Again and Again and Again

The same racist rhetoric used against Syrians was also used to shut the door to Jewish refugees escaping the Holocaust.


Apart from being an epochal tragedy on an unprecedented and unequalled scale, the Holocaust is often remembered as a lesson. Never again, goes the refrain, would the world look away from mass suffering.

Of course, this pledge has been broken repeatedly around the world basically before the guns of World War II had even cooled. The most recent example can be seen in the ongoing tragedy of Syrian refugees. The refugee crisis reached perhaps its most appalling nadir recently as President Donald Trump, in one of his first acts as president, signed an executive order banning Syrian refugees from the United States, upending the fates of those already cleared to come into the country and dashing the hopes of others who dreamed of escaping to the United States.

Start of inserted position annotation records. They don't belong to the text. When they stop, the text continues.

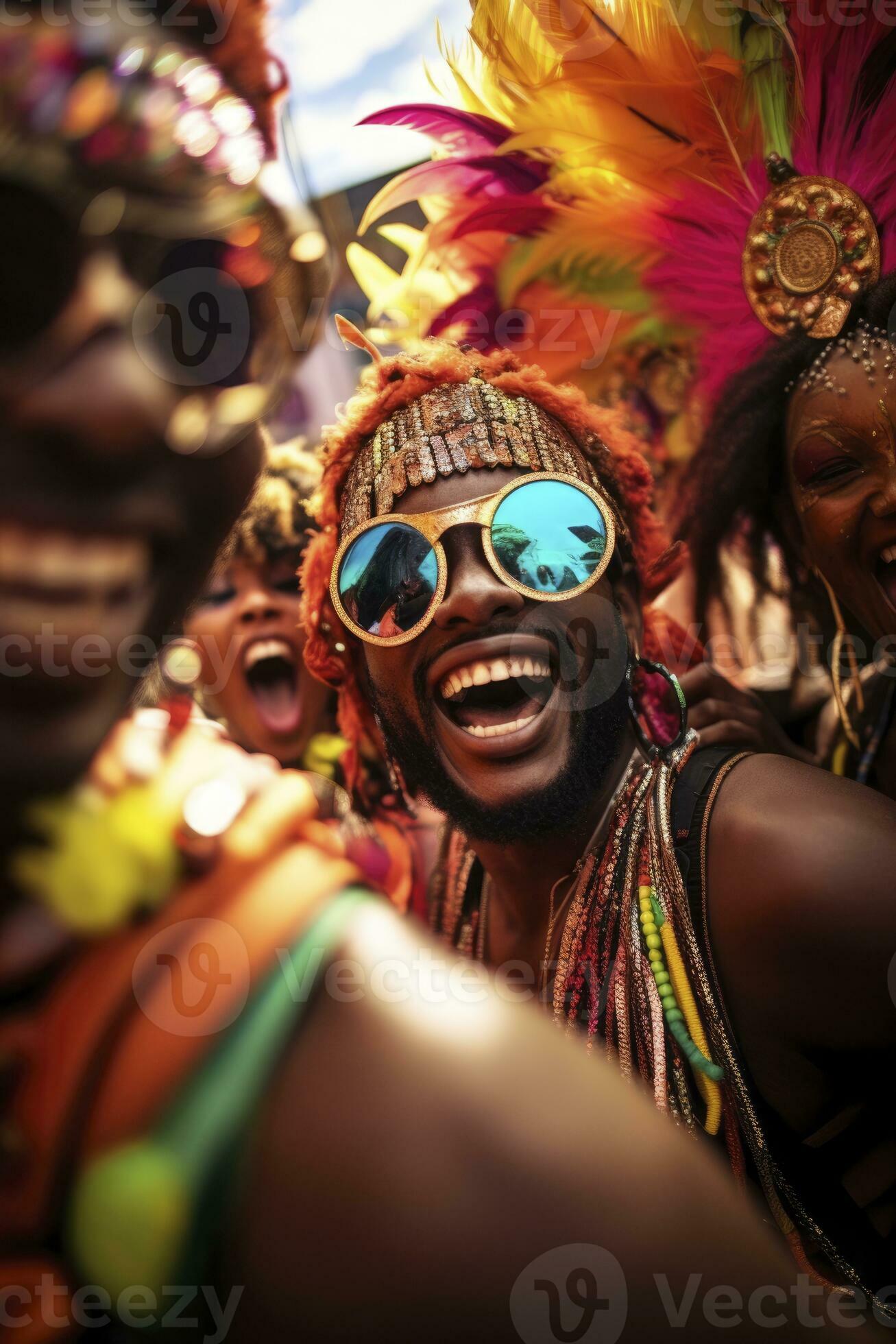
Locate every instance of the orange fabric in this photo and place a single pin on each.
(34, 1323)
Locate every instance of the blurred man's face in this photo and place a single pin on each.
(505, 711)
(108, 520)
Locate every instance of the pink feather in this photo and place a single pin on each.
(859, 151)
(519, 215)
(460, 132)
(487, 176)
(697, 281)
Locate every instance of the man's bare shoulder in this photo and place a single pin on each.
(801, 890)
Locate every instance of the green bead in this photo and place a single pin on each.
(130, 1216)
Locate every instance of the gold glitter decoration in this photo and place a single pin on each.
(806, 259)
(455, 428)
(812, 249)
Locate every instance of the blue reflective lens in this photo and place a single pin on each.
(548, 536)
(387, 578)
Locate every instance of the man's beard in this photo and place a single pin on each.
(596, 739)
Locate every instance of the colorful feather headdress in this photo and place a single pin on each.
(617, 175)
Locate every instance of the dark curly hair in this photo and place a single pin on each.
(736, 477)
(277, 516)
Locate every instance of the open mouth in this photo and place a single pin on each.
(74, 584)
(496, 697)
(886, 574)
(271, 673)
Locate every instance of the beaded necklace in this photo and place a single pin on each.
(633, 974)
(620, 972)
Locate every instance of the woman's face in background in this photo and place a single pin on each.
(254, 677)
(841, 467)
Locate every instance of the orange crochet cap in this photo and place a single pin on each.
(386, 386)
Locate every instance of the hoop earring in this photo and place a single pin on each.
(852, 737)
(394, 769)
(659, 742)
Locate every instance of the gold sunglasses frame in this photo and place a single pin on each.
(437, 522)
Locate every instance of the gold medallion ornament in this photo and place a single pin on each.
(812, 249)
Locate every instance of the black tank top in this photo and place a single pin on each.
(813, 1170)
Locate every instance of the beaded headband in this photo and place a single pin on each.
(455, 428)
(862, 346)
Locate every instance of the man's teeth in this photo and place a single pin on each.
(65, 562)
(498, 670)
(267, 649)
(498, 730)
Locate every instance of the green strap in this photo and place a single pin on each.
(132, 1212)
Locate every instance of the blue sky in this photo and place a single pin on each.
(351, 57)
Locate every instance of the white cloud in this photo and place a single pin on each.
(339, 154)
(331, 40)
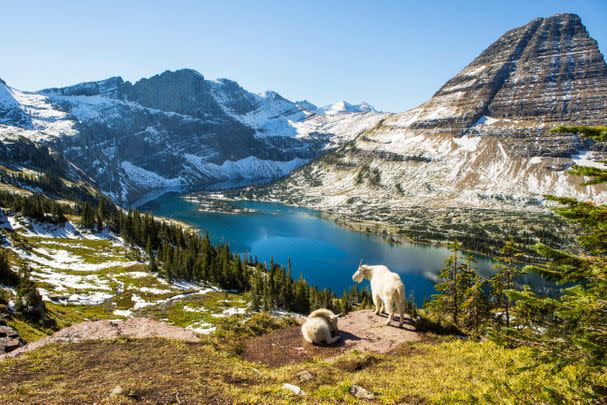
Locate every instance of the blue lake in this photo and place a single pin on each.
(326, 254)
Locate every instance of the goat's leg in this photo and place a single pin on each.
(401, 312)
(390, 311)
(378, 303)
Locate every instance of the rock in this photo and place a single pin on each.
(138, 328)
(361, 393)
(293, 388)
(11, 345)
(304, 376)
(116, 391)
(5, 330)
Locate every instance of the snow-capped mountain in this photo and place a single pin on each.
(482, 140)
(344, 107)
(175, 130)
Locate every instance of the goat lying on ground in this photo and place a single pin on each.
(387, 289)
(320, 327)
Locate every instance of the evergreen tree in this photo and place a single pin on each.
(28, 302)
(571, 327)
(504, 279)
(7, 276)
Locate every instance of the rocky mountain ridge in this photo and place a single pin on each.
(175, 130)
(482, 142)
(483, 139)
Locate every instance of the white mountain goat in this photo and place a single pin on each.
(387, 289)
(320, 327)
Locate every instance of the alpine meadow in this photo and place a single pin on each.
(175, 239)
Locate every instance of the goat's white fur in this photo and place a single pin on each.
(320, 327)
(387, 289)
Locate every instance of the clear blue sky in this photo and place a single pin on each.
(393, 54)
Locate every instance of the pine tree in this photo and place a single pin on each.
(504, 279)
(571, 327)
(28, 302)
(449, 301)
(7, 276)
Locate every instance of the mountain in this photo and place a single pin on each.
(482, 140)
(175, 130)
(345, 107)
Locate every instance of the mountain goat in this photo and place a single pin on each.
(320, 327)
(387, 289)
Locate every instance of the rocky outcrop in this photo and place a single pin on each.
(137, 328)
(482, 141)
(175, 130)
(9, 338)
(548, 71)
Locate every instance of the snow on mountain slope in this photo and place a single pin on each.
(175, 130)
(341, 107)
(482, 141)
(31, 115)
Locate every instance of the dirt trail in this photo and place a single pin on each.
(107, 329)
(361, 330)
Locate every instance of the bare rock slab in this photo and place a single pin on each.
(138, 328)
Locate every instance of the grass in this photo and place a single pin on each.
(208, 304)
(162, 371)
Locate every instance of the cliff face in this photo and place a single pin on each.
(175, 130)
(548, 71)
(482, 140)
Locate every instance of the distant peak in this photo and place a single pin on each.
(342, 106)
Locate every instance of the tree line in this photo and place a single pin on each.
(568, 327)
(175, 252)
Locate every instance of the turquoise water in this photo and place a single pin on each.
(326, 254)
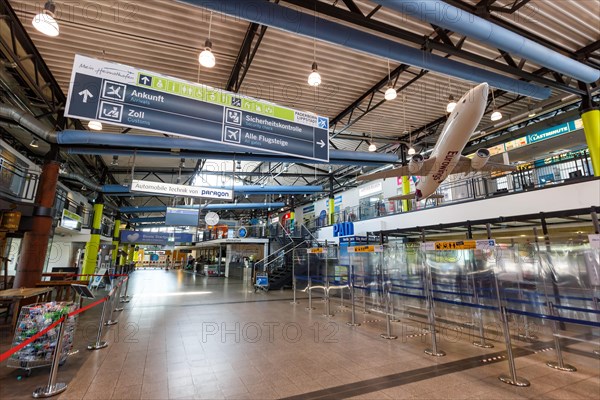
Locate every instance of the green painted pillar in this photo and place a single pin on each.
(116, 242)
(591, 127)
(92, 247)
(123, 259)
(405, 190)
(331, 211)
(130, 253)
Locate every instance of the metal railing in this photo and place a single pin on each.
(16, 182)
(477, 188)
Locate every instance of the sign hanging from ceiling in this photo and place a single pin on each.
(181, 190)
(162, 238)
(134, 98)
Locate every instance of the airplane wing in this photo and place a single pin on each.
(400, 171)
(464, 166)
(411, 196)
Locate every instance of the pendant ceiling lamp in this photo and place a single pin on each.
(207, 58)
(45, 21)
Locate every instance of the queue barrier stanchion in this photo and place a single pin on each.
(117, 297)
(392, 310)
(388, 319)
(479, 315)
(433, 351)
(99, 344)
(294, 283)
(53, 388)
(511, 379)
(364, 291)
(328, 313)
(111, 301)
(309, 288)
(597, 308)
(125, 298)
(352, 305)
(559, 364)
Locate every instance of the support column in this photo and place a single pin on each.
(92, 247)
(116, 241)
(405, 190)
(123, 259)
(35, 242)
(591, 127)
(331, 203)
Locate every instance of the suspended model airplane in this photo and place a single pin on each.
(446, 158)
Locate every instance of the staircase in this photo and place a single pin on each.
(292, 257)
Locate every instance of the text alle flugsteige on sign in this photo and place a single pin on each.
(134, 98)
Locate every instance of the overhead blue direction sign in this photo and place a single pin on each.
(125, 96)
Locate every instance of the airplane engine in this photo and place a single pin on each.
(416, 163)
(480, 159)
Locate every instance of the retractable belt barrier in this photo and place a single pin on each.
(4, 356)
(54, 388)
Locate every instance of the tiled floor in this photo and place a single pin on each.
(188, 337)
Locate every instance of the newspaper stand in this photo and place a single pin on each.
(262, 282)
(33, 319)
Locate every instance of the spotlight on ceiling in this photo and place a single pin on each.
(451, 104)
(314, 79)
(207, 58)
(95, 125)
(390, 94)
(496, 116)
(45, 21)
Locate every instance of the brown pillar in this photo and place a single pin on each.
(35, 242)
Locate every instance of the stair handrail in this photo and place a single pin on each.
(286, 253)
(269, 255)
(309, 232)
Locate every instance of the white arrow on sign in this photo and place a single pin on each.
(86, 94)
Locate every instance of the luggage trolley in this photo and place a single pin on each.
(262, 282)
(33, 319)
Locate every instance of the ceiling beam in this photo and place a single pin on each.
(353, 7)
(248, 49)
(425, 42)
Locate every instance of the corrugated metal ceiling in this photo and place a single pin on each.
(166, 36)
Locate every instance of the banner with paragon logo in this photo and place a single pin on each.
(181, 190)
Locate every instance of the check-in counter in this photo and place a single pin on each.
(236, 270)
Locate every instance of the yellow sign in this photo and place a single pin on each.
(10, 220)
(461, 245)
(464, 245)
(317, 250)
(365, 249)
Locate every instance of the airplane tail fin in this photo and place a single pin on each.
(412, 196)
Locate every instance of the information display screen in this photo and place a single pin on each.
(181, 216)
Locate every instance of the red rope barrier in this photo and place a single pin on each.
(4, 356)
(79, 311)
(12, 351)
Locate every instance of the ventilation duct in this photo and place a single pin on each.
(442, 14)
(288, 19)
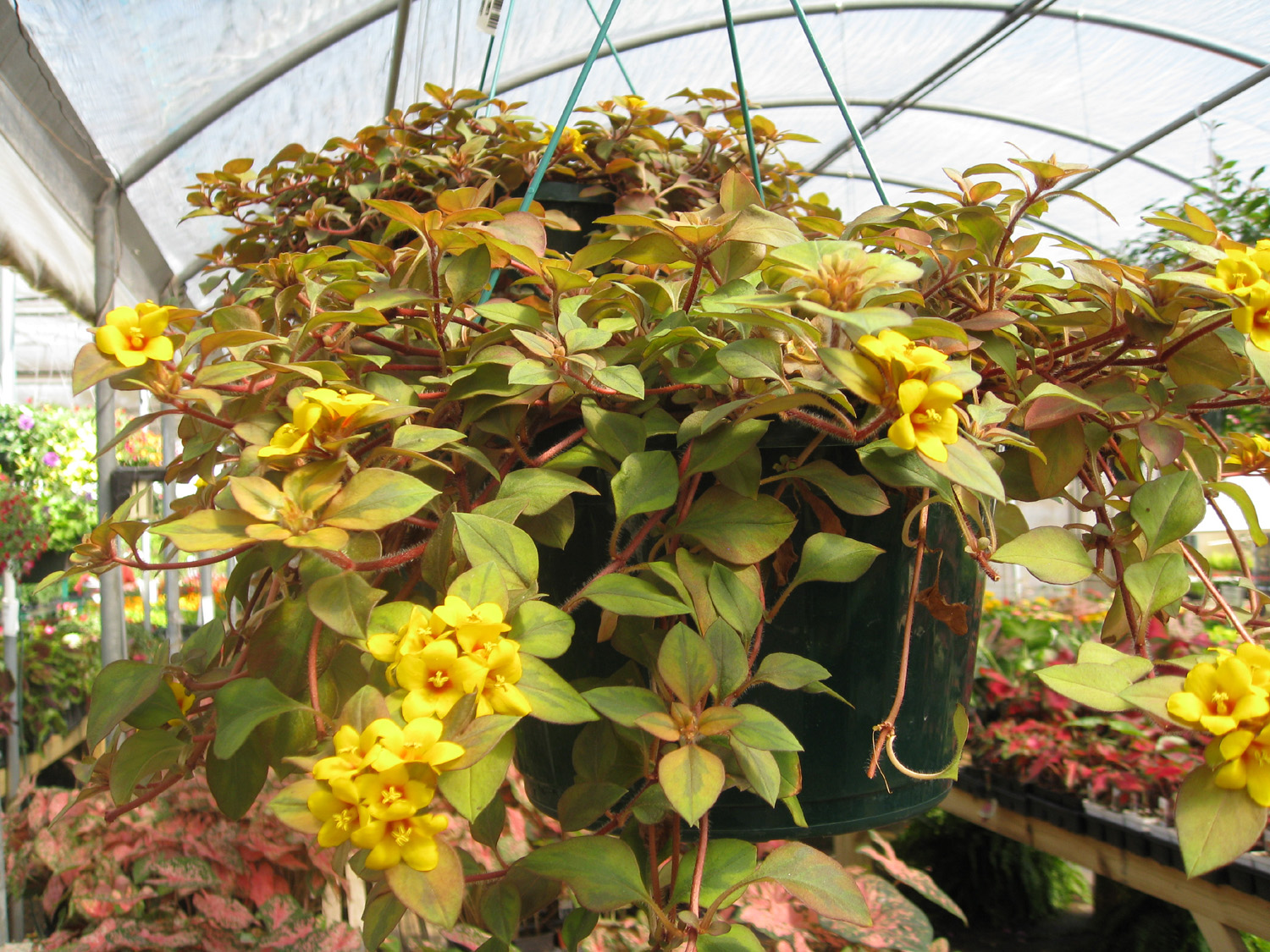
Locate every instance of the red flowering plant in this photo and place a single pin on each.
(175, 875)
(25, 537)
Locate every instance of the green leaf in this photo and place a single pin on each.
(686, 665)
(488, 540)
(1250, 512)
(1051, 553)
(693, 779)
(616, 433)
(762, 730)
(736, 528)
(541, 630)
(541, 489)
(1152, 695)
(343, 602)
(241, 706)
(817, 880)
(119, 690)
(551, 698)
(729, 655)
(736, 602)
(729, 862)
(738, 938)
(586, 801)
(207, 530)
(238, 781)
(625, 594)
(1157, 581)
(790, 672)
(500, 911)
(1214, 825)
(830, 558)
(601, 871)
(470, 790)
(577, 926)
(759, 768)
(376, 498)
(1168, 508)
(622, 705)
(724, 446)
(645, 482)
(1096, 685)
(436, 896)
(380, 918)
(291, 806)
(967, 466)
(752, 358)
(624, 378)
(142, 754)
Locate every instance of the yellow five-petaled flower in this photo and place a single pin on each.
(1218, 697)
(927, 421)
(134, 335)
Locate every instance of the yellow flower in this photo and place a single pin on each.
(472, 627)
(411, 839)
(391, 794)
(1236, 273)
(436, 678)
(1218, 697)
(185, 700)
(1254, 316)
(929, 421)
(287, 439)
(1242, 759)
(134, 335)
(1250, 451)
(340, 812)
(351, 751)
(1257, 659)
(500, 693)
(419, 631)
(419, 743)
(318, 415)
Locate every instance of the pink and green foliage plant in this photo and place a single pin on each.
(174, 875)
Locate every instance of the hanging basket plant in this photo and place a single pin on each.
(25, 537)
(479, 492)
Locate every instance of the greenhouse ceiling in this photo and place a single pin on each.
(131, 98)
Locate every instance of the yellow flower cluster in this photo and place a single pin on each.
(319, 415)
(1229, 701)
(134, 335)
(439, 657)
(1245, 273)
(375, 787)
(1250, 452)
(891, 370)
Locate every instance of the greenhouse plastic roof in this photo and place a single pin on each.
(146, 93)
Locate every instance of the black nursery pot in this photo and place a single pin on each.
(566, 197)
(855, 631)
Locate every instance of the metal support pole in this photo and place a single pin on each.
(206, 601)
(106, 264)
(10, 619)
(398, 50)
(172, 576)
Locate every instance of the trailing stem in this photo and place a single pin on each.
(886, 729)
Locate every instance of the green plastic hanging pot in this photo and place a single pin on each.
(853, 630)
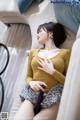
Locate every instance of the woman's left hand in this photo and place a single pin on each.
(46, 65)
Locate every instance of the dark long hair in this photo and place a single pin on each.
(58, 30)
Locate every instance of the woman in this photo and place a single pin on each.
(46, 72)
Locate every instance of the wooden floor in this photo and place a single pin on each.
(18, 40)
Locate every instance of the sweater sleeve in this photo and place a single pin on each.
(59, 76)
(29, 75)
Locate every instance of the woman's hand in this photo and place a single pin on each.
(46, 65)
(37, 86)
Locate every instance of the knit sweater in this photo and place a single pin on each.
(60, 62)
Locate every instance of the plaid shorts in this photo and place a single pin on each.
(49, 99)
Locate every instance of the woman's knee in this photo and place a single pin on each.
(47, 114)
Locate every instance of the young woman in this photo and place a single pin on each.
(46, 67)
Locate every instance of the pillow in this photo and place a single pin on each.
(24, 5)
(67, 14)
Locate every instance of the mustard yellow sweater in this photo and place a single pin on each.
(60, 63)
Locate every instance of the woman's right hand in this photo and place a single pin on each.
(37, 86)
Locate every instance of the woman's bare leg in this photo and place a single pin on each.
(26, 111)
(48, 114)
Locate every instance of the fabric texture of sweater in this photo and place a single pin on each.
(60, 62)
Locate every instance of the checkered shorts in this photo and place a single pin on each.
(49, 99)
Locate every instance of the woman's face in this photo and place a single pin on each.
(42, 36)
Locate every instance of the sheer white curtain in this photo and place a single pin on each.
(18, 40)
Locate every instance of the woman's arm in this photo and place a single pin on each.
(29, 75)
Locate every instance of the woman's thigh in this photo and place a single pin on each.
(48, 113)
(25, 112)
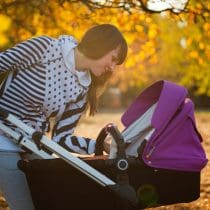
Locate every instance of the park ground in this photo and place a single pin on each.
(90, 127)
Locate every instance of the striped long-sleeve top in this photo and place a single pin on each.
(44, 83)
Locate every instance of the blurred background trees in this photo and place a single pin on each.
(165, 43)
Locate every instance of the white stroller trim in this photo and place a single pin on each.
(38, 141)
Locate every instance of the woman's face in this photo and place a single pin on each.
(104, 64)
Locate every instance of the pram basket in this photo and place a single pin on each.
(165, 175)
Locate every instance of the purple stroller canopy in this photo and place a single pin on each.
(176, 143)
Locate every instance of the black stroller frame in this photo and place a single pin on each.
(69, 182)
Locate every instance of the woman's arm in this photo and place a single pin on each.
(65, 127)
(24, 54)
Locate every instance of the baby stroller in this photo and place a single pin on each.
(155, 161)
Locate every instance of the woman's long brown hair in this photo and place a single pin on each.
(97, 42)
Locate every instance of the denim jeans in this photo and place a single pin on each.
(13, 183)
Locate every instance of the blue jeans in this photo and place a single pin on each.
(13, 183)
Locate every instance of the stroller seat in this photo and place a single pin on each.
(165, 171)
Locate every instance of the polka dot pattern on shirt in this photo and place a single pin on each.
(62, 85)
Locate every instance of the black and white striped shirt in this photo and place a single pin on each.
(44, 83)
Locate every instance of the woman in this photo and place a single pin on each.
(54, 78)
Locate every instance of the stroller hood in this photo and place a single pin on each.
(176, 143)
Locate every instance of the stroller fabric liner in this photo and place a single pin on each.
(166, 169)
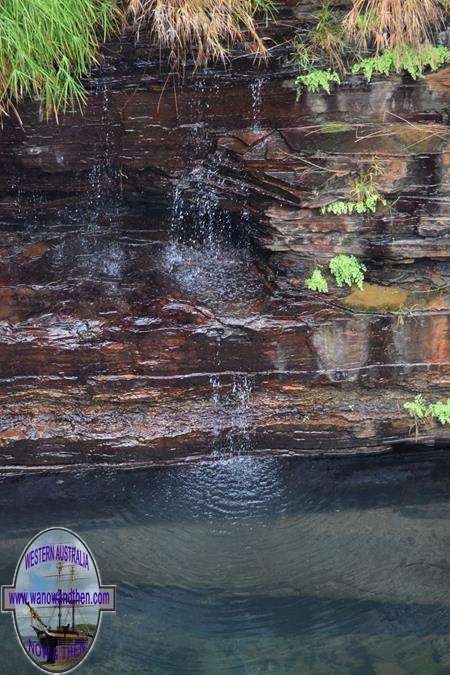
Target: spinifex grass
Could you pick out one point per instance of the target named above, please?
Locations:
(206, 29)
(46, 46)
(389, 24)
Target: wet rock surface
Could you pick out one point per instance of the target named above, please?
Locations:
(153, 260)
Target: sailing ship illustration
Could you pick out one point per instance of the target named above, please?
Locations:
(70, 640)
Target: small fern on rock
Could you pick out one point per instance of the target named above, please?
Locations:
(440, 411)
(347, 269)
(404, 58)
(366, 197)
(317, 282)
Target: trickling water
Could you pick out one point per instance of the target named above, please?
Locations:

Trump’s order has suffered several high-profile defeats in court. But the order is yet to be tested by the Supreme Court, and it remains unclear if a future, similar order may be allowed to stand if rewritten to be more legally acceptable. So it’s likely a ban will continue to hang over the heads of desperate Syrians hoping to escape the squalid conditions they’re trapped in. These court decisions also don’t change the woefully inadequate job done by various Western governments (with some exceptions) to take in and resettle refugees.